RCR 9/2015 (“the RCR”) provides, amongst other things, as an alternative, with regard to the registration of transfer of immovable properties in terms of Item 28 (1) of Schedule 6 to the Constitution of the Republic of South Africa, 1996, (“the Constitution”), that, “where different properties are held under one title deed and same need to be transferred to the National Government and the Provincial Government”, (emphasis added), “the title deed must first be endorsed in terms of Item 28 (1) and simultaneously a certificate of registered title in terms of section 36 of Act 47 of 1937 must be issued.” (emphasis added).
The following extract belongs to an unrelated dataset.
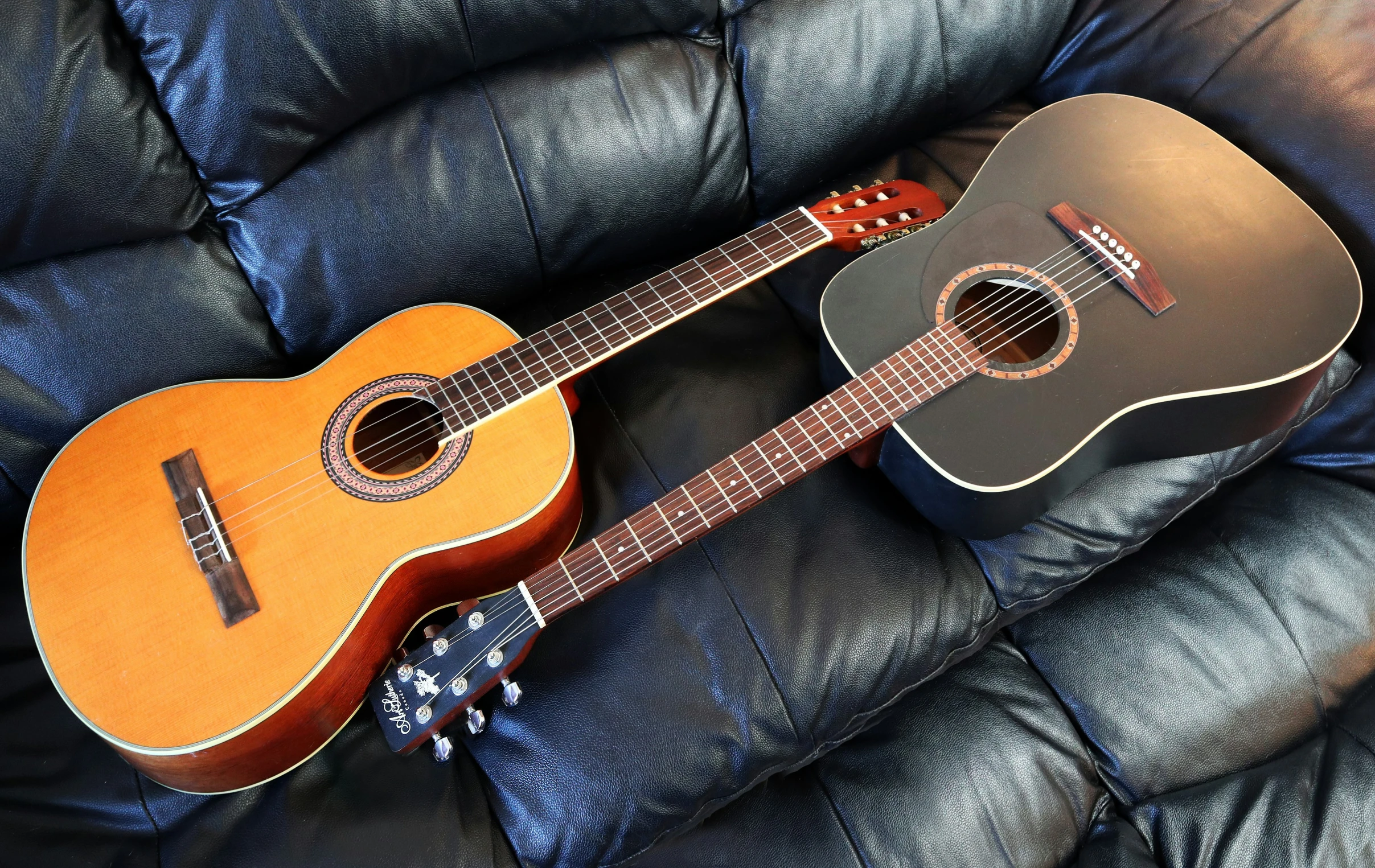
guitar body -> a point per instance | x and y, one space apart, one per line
1263 296
212 670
However, CRC 1/2016, (“the CRC”), provides, in the same circumstances, that a certificate of registered title must be issued subsequent to the said endorsement.
Since, unquestionably, both the RCR and the CRC are binding on all Registrars of Deeds - refer to paragraphs 3.1 to 3.3 of CRC 10/2010 - the afore-mentioned material conflict does not “promote uniformity in all deeds registries throughout the country”, as anticipated in paragraph 3.2 of CRC 10/2010, and causes undesirable prejudice, particularly to innocent third parties. Worse, notwithstanding the clear provisions of both the RCR and the CRC, according to the practice in one Deeds Registry, the application of the RCR extends also to situations where transfers by endorsement are not in terms of Item 28 (1) of the Constitution and where the relevant transfer by endorsement would not result in the transferee being either the National Government or a Provincial Government.
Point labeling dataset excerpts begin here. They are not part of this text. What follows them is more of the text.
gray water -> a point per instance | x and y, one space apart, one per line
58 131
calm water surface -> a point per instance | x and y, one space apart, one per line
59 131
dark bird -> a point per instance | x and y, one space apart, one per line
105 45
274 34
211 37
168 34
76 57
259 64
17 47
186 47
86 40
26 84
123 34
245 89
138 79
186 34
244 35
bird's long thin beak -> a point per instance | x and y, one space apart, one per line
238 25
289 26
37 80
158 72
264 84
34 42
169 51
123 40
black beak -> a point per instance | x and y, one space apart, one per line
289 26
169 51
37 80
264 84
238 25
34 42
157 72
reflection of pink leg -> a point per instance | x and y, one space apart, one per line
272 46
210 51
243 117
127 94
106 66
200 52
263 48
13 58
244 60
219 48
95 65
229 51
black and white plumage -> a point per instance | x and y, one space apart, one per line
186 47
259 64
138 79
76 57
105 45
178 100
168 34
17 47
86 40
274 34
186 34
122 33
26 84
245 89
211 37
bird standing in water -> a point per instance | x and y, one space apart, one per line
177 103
Whereas to obtain a Certificate of Registered Title under section 36 of the Deeds Registries Act 47 of 1937 (“the DRA”) is optional, it is noteworthy that both the RCR and the CRC purport to convert such option to an obligation. It is submitted that such conversion is the Legislature’s prerogative and is not the exercise of supervision over Deeds Registries by the Chief Registrar of Deeds, as contemplated in section 2 (1) (a) of the DRA.
In view of the afore-going, it is strongly suggested that both the RCR and the CRC be suitably amended or withdrawn.
Diana Mabasa Inc.
The mere fact that such an article is necessary speaks volumes about the ill-considered change to the DRA making conference rulings binding on registrars of deeds. Conference rulings should never be binding. They should have persuasive authority only - as historically they always were. The sheer number of conference rulings that are withdrawn or amended annually is proof enough. Attempting to achieve uniformity of practice in all deeds registries is delusional, to say the least, because of different legislation in different provinces, and also well established historical differences in practice in the different registries.
The qualification of conditions of title - especially with consolidations - is just one example of different practices. There are others too. Binding a registrar of deeds to a conference ruling (especially when the registrar disagrees with it, or where there are sound reasons for departing from it) reduces that registrar to a mere administrative deeds clerk who has no authority to exercise the authority and discretion which, as a quasi judicial officer, that registrar is obliged to exercise.
I confidently predict that the first conference ruling that is challenged in the Constitutional Court will get the AB de Villiers treatment - struck for six over the boundary.